Preparing for diet disaster

I'm really working hard on the extra exercise to make up for what I did last weekend and what I'm going to do this weekend.  Saturday--State Fair of Texas!  I'd be a criminal not to sample the winner of the 2013 Big Tex Choice Award.  Deep Fried Cuban Roll.  Yum!

I also wanted to try the Golden Fried Millionaire Pie (cream cheese, pineapple and pecans in a pie crust) and the Deep Fried King Ranch Casserole and some roasted corn on the cob and freshly squeezed lemonade and if I'm not puking by then, the Fried Avocado chips....

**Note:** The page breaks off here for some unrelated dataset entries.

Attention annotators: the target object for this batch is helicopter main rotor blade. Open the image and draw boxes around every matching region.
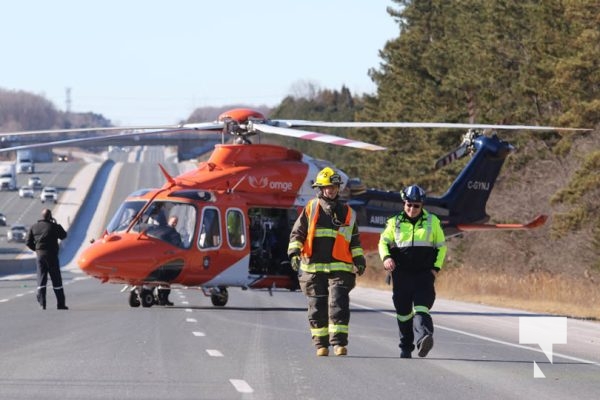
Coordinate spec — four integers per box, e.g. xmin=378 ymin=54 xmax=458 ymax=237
xmin=0 ymin=122 xmax=225 ymax=138
xmin=275 ymin=120 xmax=591 ymax=132
xmin=177 ymin=122 xmax=224 ymax=131
xmin=252 ymin=123 xmax=386 ymax=151
xmin=0 ymin=128 xmax=210 ymax=153
xmin=0 ymin=125 xmax=184 ymax=137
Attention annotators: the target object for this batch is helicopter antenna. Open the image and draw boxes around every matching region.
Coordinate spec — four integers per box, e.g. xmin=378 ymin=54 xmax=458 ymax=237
xmin=228 ymin=174 xmax=247 ymax=193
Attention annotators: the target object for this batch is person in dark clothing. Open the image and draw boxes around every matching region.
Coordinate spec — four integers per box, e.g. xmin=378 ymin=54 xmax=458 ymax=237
xmin=378 ymin=185 xmax=446 ymax=358
xmin=26 ymin=209 xmax=68 ymax=310
xmin=155 ymin=215 xmax=180 ymax=306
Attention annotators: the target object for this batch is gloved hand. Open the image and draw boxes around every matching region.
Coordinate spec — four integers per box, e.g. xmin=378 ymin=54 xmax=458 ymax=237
xmin=290 ymin=255 xmax=301 ymax=271
xmin=355 ymin=264 xmax=366 ymax=276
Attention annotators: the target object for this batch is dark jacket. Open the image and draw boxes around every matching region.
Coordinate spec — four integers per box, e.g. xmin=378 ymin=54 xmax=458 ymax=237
xmin=26 ymin=219 xmax=67 ymax=254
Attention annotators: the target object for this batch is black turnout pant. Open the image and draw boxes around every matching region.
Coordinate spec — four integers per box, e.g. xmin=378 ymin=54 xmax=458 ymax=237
xmin=391 ymin=269 xmax=436 ymax=352
xmin=299 ymin=270 xmax=356 ymax=348
xmin=36 ymin=252 xmax=66 ymax=308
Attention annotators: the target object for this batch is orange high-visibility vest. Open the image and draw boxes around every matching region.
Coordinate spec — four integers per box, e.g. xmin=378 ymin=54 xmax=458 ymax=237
xmin=302 ymin=199 xmax=355 ymax=263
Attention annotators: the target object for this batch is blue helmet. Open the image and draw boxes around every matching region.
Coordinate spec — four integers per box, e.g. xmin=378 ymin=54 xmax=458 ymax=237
xmin=402 ymin=185 xmax=426 ymax=203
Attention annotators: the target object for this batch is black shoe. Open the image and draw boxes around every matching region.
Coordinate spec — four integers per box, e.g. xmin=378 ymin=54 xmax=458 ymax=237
xmin=417 ymin=334 xmax=434 ymax=358
xmin=400 ymin=349 xmax=412 ymax=359
xmin=40 ymin=303 xmax=46 ymax=310
xmin=57 ymin=305 xmax=69 ymax=310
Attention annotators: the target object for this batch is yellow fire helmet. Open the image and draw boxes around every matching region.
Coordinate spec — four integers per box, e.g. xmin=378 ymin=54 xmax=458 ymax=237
xmin=312 ymin=167 xmax=343 ymax=188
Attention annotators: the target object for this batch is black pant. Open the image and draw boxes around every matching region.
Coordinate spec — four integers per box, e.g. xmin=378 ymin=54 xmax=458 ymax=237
xmin=391 ymin=269 xmax=436 ymax=352
xmin=36 ymin=252 xmax=66 ymax=308
xmin=299 ymin=271 xmax=356 ymax=348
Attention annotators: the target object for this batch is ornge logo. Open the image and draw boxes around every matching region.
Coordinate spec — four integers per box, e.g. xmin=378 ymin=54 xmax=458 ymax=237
xmin=248 ymin=176 xmax=293 ymax=192
xmin=248 ymin=176 xmax=268 ymax=189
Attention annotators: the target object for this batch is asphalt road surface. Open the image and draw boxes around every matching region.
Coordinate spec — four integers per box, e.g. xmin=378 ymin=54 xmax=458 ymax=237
xmin=1 ymin=147 xmax=598 ymax=399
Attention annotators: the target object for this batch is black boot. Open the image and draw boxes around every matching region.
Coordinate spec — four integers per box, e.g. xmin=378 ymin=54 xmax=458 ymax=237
xmin=157 ymin=288 xmax=174 ymax=306
xmin=55 ymin=288 xmax=68 ymax=310
xmin=37 ymin=289 xmax=46 ymax=310
xmin=163 ymin=289 xmax=174 ymax=306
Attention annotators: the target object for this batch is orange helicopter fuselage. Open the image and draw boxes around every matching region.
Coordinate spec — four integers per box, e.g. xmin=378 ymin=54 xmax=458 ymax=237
xmin=78 ymin=142 xmax=336 ymax=290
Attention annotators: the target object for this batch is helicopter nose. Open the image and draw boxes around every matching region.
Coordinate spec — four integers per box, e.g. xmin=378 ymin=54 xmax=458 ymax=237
xmin=78 ymin=234 xmax=176 ymax=282
xmin=77 ymin=235 xmax=131 ymax=279
xmin=78 ymin=244 xmax=118 ymax=281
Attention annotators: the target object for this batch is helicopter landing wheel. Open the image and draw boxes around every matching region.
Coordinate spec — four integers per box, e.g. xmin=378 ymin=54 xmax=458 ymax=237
xmin=128 ymin=290 xmax=141 ymax=308
xmin=210 ymin=287 xmax=228 ymax=307
xmin=140 ymin=288 xmax=154 ymax=308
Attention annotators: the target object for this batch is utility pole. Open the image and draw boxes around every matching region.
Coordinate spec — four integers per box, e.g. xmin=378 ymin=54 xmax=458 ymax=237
xmin=64 ymin=87 xmax=73 ymax=132
xmin=65 ymin=87 xmax=72 ymax=113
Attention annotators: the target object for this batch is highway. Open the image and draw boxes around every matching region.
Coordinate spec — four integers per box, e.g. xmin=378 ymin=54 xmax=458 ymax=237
xmin=1 ymin=147 xmax=599 ymax=399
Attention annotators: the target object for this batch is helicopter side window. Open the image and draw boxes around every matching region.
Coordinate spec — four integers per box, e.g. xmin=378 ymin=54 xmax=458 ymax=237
xmin=199 ymin=207 xmax=221 ymax=249
xmin=226 ymin=209 xmax=245 ymax=249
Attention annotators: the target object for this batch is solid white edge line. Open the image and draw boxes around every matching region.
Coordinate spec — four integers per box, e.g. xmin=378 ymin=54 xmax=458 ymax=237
xmin=230 ymin=379 xmax=253 ymax=393
xmin=350 ymin=302 xmax=600 ymax=367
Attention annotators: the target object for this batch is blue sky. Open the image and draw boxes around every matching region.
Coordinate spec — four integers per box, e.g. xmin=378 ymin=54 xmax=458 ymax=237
xmin=2 ymin=1 xmax=398 ymax=126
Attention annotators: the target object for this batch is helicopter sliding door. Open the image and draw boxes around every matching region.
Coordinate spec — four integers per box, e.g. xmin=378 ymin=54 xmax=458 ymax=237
xmin=247 ymin=207 xmax=298 ymax=276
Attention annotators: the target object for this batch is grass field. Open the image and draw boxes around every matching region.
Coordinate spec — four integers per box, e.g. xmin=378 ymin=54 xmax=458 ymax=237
xmin=359 ymin=256 xmax=600 ymax=321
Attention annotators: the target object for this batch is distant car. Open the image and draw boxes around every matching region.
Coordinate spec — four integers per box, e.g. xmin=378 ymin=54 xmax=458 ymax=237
xmin=57 ymin=155 xmax=69 ymax=162
xmin=40 ymin=187 xmax=58 ymax=204
xmin=19 ymin=186 xmax=34 ymax=198
xmin=7 ymin=224 xmax=28 ymax=243
xmin=28 ymin=176 xmax=42 ymax=188
xmin=0 ymin=212 xmax=6 ymax=226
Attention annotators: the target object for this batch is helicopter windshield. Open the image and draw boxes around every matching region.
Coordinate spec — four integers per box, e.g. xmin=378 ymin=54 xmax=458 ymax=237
xmin=106 ymin=201 xmax=145 ymax=233
xmin=106 ymin=200 xmax=197 ymax=248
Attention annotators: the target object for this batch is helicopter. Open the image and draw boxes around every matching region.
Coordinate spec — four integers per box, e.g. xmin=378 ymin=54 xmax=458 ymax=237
xmin=0 ymin=108 xmax=587 ymax=307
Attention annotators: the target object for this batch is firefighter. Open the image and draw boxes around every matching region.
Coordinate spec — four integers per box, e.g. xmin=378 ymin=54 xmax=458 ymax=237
xmin=288 ymin=167 xmax=366 ymax=357
xmin=26 ymin=208 xmax=68 ymax=310
xmin=378 ymin=185 xmax=446 ymax=358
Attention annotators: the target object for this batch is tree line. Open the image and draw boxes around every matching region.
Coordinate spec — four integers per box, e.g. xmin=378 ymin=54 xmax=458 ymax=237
xmin=1 ymin=0 xmax=598 ymax=268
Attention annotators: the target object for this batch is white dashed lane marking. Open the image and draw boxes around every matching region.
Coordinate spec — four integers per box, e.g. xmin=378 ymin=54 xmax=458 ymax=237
xmin=178 ymin=296 xmax=254 ymax=395
xmin=206 ymin=349 xmax=223 ymax=357
xmin=230 ymin=379 xmax=253 ymax=393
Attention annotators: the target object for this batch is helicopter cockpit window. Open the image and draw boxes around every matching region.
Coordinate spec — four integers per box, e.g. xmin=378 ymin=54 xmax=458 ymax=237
xmin=226 ymin=209 xmax=245 ymax=249
xmin=130 ymin=201 xmax=196 ymax=248
xmin=106 ymin=201 xmax=146 ymax=233
xmin=198 ymin=207 xmax=221 ymax=249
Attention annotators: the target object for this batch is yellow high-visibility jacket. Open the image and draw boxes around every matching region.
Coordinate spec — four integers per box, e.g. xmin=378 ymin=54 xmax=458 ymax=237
xmin=378 ymin=209 xmax=446 ymax=271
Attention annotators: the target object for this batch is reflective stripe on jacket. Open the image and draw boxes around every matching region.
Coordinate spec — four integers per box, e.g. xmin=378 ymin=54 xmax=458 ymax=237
xmin=378 ymin=209 xmax=446 ymax=270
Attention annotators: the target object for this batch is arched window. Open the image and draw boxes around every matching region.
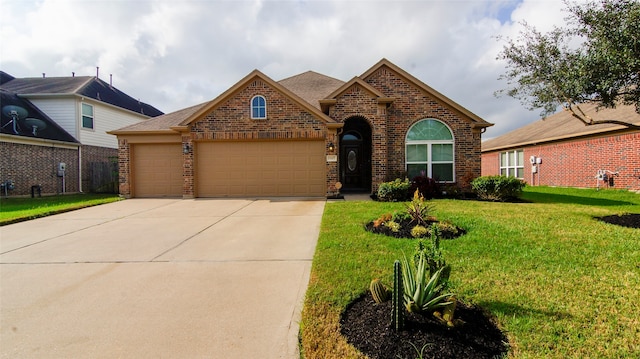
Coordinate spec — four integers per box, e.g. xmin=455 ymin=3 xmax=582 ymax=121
xmin=405 ymin=119 xmax=454 ymax=182
xmin=251 ymin=95 xmax=266 ymax=119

Next up on the reading challenge is
My Darling, My Hamburger by Paul Zindel.

Lizzie Skurnick puts this in the "Him She Loved" category but I would have been inclined to put it in the "Very Afterschool Specials."   Not that I've ever seen an afterschool special.

In any event, the book is impossible to classify.  It's about teenage love and parental disappointment, and it stars Paul Zindel's usual cast of characters--a smart boy with a father who doesn't seem to know or care anything about being a father.  A pretty girl with a wimpy mother and a borderline-abusive stepfather. An ordinary boy suffering the agonies of the dating sceen.  And an ordinary girl with decent, but clueless, parents.

Published in 1969 and so much a book of the times--the adults just don't get it.  It--anything--ever--it.  They never understand and don't seem to want to try.  Was this normal for adults of the time?

Possibly.  It makes me want to find a book about social history of America from the fifties to the millennium.  A book like Only Yesterday and Since Yesterday, books about the 20s and 30s, but set in modern times.  The parents in Paul Zindel's book were post-baby boon generation, older than me but younger than my parents.  My parents considered me and my brother as the star players of their lives--it was all about us.  We made them laugh; we fulfilled them; our triumphs were their triumphs.  Maybe they cared too much, but we always knew they cared.

The attitude of parents in Zindel's books is more like, kids are just something I have because everyone else has them.  They're cute when they're little, but embarrassing as heck when guests come over--I'm going to put them outside until they're housebroken.